Il ritratto,il ritratto nell’arte della pittura come dice la parola significa riprodurre il tratto,cioè rifare le linee fisionomiche del modello o modella.
Tra le innumerevoli linee che un pittore può traccire sul foglio o la tela,dopo aver osservato attentamente il modello,una sola è quella esatta che riproduce quel dato lineamento del modello o modella e l’artista deve necessariamente tracciare solo quella.Perciò la pittura di ritratti è una disciplina,una disciplina si può dire come il tiro con l’arco.

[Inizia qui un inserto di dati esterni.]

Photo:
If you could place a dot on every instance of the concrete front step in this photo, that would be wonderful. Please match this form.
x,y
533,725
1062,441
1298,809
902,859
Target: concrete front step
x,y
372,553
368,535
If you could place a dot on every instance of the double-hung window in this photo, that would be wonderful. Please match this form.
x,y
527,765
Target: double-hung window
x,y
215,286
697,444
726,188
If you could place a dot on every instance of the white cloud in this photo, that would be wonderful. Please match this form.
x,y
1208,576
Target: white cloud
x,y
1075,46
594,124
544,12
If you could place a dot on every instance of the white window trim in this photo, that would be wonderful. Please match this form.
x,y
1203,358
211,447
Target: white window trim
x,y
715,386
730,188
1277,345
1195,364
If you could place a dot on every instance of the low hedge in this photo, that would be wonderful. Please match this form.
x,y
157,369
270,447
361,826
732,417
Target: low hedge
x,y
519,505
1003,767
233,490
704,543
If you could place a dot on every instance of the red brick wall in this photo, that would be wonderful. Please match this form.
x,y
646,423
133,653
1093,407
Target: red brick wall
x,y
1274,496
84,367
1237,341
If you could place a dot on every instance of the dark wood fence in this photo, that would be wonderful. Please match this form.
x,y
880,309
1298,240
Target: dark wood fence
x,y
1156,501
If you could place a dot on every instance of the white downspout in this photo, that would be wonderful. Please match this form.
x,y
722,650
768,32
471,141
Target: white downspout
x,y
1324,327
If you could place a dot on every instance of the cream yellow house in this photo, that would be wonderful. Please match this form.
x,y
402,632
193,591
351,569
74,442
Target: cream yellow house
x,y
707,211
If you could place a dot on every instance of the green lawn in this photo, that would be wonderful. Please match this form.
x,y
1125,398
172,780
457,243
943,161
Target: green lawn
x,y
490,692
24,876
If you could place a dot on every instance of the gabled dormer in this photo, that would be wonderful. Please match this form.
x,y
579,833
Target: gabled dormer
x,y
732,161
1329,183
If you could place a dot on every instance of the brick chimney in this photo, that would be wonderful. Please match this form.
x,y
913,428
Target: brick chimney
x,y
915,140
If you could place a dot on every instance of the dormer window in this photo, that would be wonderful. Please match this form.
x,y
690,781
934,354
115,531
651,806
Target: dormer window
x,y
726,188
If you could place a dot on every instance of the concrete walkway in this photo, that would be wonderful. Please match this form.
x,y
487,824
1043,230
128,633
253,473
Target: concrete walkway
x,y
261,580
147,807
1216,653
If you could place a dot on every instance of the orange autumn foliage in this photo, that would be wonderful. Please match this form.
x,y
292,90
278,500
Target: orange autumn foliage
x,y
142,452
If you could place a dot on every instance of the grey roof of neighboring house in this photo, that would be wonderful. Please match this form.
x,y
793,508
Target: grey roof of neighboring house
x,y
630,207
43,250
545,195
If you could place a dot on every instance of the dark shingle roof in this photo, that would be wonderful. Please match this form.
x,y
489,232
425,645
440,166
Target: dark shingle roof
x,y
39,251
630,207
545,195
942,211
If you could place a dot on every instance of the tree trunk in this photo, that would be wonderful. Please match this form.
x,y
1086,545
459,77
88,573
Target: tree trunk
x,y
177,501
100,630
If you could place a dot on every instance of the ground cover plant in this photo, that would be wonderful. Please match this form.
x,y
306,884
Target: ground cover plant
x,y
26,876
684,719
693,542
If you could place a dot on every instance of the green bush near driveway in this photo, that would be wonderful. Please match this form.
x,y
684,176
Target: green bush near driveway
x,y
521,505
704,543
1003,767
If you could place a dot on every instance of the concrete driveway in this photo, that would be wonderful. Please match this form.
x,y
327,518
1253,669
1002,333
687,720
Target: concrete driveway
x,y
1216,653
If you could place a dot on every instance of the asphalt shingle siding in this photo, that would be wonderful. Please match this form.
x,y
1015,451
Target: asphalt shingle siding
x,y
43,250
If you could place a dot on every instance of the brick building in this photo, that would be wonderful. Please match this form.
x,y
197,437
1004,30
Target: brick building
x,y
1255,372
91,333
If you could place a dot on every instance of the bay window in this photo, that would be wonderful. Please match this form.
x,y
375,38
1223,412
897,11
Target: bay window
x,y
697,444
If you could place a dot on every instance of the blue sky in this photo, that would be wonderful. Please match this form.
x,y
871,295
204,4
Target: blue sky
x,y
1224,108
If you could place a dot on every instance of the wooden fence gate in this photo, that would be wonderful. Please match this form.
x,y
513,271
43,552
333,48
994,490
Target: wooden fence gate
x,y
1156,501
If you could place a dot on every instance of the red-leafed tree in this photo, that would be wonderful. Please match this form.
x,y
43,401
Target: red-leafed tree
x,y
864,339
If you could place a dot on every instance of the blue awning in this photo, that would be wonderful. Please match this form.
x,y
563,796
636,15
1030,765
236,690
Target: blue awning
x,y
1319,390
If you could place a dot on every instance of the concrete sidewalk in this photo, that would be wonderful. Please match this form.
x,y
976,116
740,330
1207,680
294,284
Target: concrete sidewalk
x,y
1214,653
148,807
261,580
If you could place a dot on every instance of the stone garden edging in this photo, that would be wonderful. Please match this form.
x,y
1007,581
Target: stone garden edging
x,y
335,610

Provate a riprodurre i tratti perimetrali di un modello o modella nudi e fermi in una posa breve,di due,tre o cinque minuti e capirete,essendo costretti alla velocita e all’esattezza e enfasi,enfasi intesa come espressione
di un sentimento,cosa intendo per disciplina.
Il ritratto è come una ginnastica fatta di movimenti misurati e scomodi e dolorosi.Più devono essere veloci,esatti ed enfatici,più sono dolorosi.
Il ritratto è una cosa a mezzo tra un’arte marziale d’origene orientale e il rito del tè.
Osservazione,autocontrollo e empatia e sentimento e ascetismo sono i diversi aspetti degli ingredienti che costituiscono la pittura di ritratti.